Well, I think it's — it is an if; you're quite right to use that word — we do need to wait and see. The earliest people start showing symptoms tends to be within the first week afterwards. It can be as long as 14 days, as you know. So, I would say the month of June would be accurate. We watch carefully to see what happens over the next month.

ALLISON LANGDON: 

Yeah. I mean, fingers crossed, I think we all have got our fingers crossed that that doesn't happen. But it has been suggested by the President of the Australian Medical Association, Dr Tony Bartone, that those who did attend should self-isolate for 2 weeks. Do you agree with that?

DR NICK COATSWORTH:

Look, I'm aware of that suggestion by the President of the AMA. I think our advice from the Health Expert Panel advising Government is that people should self-monitor. That is, they should be aware of any sort of symptoms that they have that might indicate COVID-19 and get tested immediately.

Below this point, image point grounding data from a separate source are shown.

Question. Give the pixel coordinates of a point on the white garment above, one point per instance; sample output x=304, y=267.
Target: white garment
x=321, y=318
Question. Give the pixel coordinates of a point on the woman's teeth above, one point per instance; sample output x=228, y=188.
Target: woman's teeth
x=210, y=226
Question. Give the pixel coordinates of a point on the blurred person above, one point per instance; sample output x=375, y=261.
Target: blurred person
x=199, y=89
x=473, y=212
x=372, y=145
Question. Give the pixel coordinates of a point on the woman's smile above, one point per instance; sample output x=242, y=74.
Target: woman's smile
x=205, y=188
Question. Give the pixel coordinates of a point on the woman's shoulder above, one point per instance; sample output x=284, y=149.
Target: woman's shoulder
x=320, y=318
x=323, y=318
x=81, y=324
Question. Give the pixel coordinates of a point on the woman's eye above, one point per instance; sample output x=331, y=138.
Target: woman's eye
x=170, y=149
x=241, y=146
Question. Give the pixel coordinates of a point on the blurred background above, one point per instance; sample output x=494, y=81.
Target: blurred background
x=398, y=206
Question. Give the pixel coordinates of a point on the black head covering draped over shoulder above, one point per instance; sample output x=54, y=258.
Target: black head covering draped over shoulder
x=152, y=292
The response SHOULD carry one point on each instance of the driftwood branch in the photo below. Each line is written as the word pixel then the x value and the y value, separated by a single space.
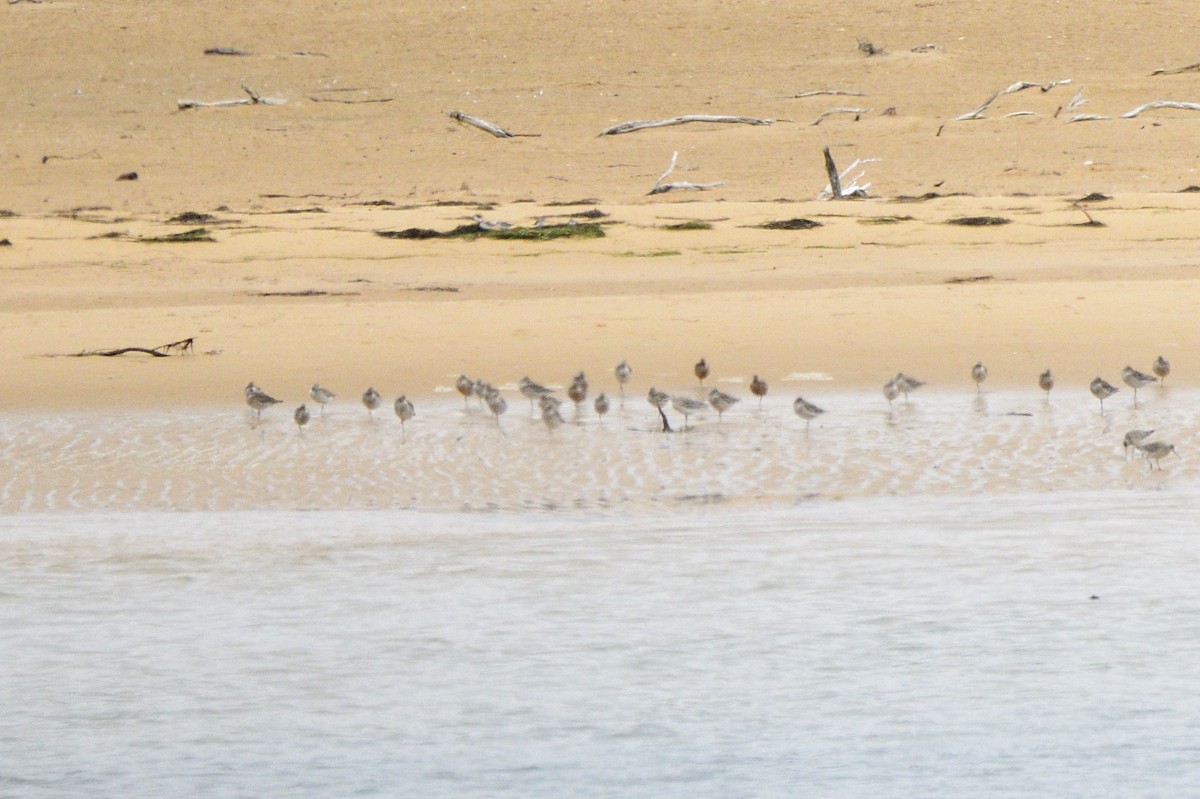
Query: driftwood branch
pixel 1159 103
pixel 817 92
pixel 1020 85
pixel 489 127
pixel 163 350
pixel 641 125
pixel 857 112
pixel 1191 67
pixel 839 187
pixel 253 100
pixel 679 185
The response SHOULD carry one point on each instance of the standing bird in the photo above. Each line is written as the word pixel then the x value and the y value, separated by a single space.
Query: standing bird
pixel 1162 368
pixel 1102 390
pixel 601 404
pixel 891 390
pixel 905 384
pixel 371 401
pixel 259 401
pixel 759 389
pixel 405 410
pixel 807 410
pixel 1045 382
pixel 623 372
pixel 321 396
pixel 579 391
pixel 301 418
pixel 1156 451
pixel 466 386
pixel 721 402
pixel 688 407
pixel 1135 379
pixel 978 373
pixel 531 390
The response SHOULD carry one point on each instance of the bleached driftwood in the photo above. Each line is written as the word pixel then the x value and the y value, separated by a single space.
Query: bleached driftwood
pixel 1020 85
pixel 253 100
pixel 1191 67
pixel 841 185
pixel 1159 103
pixel 487 127
pixel 641 125
pixel 817 92
pixel 857 112
pixel 682 185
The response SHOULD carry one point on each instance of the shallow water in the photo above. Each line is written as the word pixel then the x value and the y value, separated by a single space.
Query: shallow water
pixel 457 458
pixel 888 604
pixel 865 648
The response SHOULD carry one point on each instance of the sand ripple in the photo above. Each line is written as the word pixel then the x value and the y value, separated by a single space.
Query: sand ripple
pixel 460 460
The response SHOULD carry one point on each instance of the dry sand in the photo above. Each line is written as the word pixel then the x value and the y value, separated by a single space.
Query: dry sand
pixel 299 288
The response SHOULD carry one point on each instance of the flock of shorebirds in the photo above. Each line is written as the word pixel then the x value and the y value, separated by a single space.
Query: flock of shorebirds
pixel 719 401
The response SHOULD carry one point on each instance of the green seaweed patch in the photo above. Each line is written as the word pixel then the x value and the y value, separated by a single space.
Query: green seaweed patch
pixel 690 224
pixel 798 223
pixel 195 234
pixel 978 221
pixel 885 220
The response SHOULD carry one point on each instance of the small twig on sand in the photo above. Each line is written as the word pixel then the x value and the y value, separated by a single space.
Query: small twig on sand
pixel 857 112
pixel 173 348
pixel 683 185
pixel 484 125
pixel 641 125
pixel 1191 67
pixel 253 100
pixel 1159 103
pixel 817 92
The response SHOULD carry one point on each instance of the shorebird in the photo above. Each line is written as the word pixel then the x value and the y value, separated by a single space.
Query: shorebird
pixel 531 390
pixel 259 401
pixel 550 415
pixel 978 373
pixel 301 418
pixel 807 410
pixel 721 402
pixel 905 384
pixel 579 391
pixel 1162 368
pixel 600 404
pixel 688 407
pixel 891 390
pixel 1045 382
pixel 1135 379
pixel 1102 390
pixel 466 386
pixel 405 410
pixel 321 396
pixel 1133 438
pixel 1156 451
pixel 759 389
pixel 623 373
pixel 371 401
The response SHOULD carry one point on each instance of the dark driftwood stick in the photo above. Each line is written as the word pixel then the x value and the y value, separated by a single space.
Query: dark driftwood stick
pixel 163 350
pixel 834 180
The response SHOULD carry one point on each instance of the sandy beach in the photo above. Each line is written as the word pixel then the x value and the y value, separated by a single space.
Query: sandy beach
pixel 297 286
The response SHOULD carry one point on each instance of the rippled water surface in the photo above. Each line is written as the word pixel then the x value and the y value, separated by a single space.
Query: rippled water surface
pixel 888 647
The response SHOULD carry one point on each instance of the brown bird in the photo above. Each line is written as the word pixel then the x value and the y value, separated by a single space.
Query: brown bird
pixel 759 389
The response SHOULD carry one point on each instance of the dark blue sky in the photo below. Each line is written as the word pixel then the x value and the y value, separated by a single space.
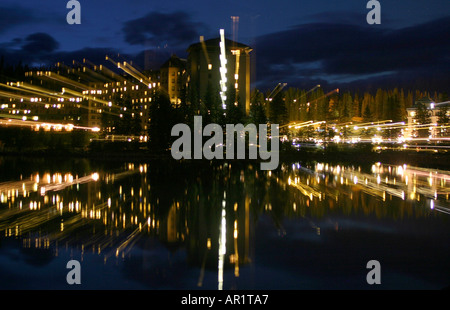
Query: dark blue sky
pixel 301 42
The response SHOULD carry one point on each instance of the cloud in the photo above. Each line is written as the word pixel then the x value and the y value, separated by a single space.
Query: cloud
pixel 321 50
pixel 162 29
pixel 11 16
pixel 40 42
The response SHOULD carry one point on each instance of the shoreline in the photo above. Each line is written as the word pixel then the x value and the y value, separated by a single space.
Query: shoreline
pixel 349 155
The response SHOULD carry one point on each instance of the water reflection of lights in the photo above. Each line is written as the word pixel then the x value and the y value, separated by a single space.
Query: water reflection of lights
pixel 401 181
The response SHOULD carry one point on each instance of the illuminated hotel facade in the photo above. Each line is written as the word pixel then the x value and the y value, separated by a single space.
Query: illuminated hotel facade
pixel 81 95
pixel 434 109
pixel 204 68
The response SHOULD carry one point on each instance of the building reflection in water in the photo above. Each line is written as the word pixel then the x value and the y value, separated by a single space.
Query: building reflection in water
pixel 211 210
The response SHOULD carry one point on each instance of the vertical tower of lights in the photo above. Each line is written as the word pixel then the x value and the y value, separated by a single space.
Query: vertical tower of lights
pixel 223 69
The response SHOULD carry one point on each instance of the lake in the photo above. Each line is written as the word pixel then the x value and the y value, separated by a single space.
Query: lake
pixel 222 225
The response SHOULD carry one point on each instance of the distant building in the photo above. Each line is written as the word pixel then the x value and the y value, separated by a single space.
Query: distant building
pixel 173 78
pixel 203 68
pixel 434 109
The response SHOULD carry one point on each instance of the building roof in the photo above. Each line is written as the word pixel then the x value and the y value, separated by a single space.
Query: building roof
pixel 174 61
pixel 215 43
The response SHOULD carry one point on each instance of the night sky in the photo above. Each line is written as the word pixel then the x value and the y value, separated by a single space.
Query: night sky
pixel 298 42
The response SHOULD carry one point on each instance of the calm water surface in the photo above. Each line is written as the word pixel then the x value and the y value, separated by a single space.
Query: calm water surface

So, we know that the most important thing is that if you have symptoms the quicker you get tested, the less likely you are to transmit the disease to other people. So, that's going to be the most important element for any of those people that chose to protest on the weekend. Do not be afraid to get tested, of course, get out there and get tested — like any Australian who has any symptoms — it's an important thing to do.

ALLISON LANGDON:

And doctor, a lot of discussion this morning over when fans can return to the footy. When do you think it's going to be safe?

DR NICK COATSWORTH:

Well, I'm looking forward to going back to the footy myself with my young son — he's looking forward to it. The important thing, of course, about the footy is that you have a large number of people, like we saw on the weekend with the protests of course, coming together from different parts of the city and then dispersing into the city. So, you can be a little more controlled in a stadium, I guess, than you can at a protest — that's an important thing to note — and we could consider going back to situations of decreased capacity in stadiums. But ultimately that's going to be a matter for the states and territories. But it is something we are considering now. So, I think hopefully, within— before the footy season finishes, that would be good.

ALLISON LANGDON:

Well, we're all talking about it this morning. Hey, who's your team?

DR NICK COATSWORTH:

We're Eagles. As a good West Australian, I'm an Eagles fan.

ALLISON LANGDON:

All right, we've got to cut the interview short I'm afraid, we've got to go. [Laughter] Good luck with that, we'll talk to you soon. Thanks.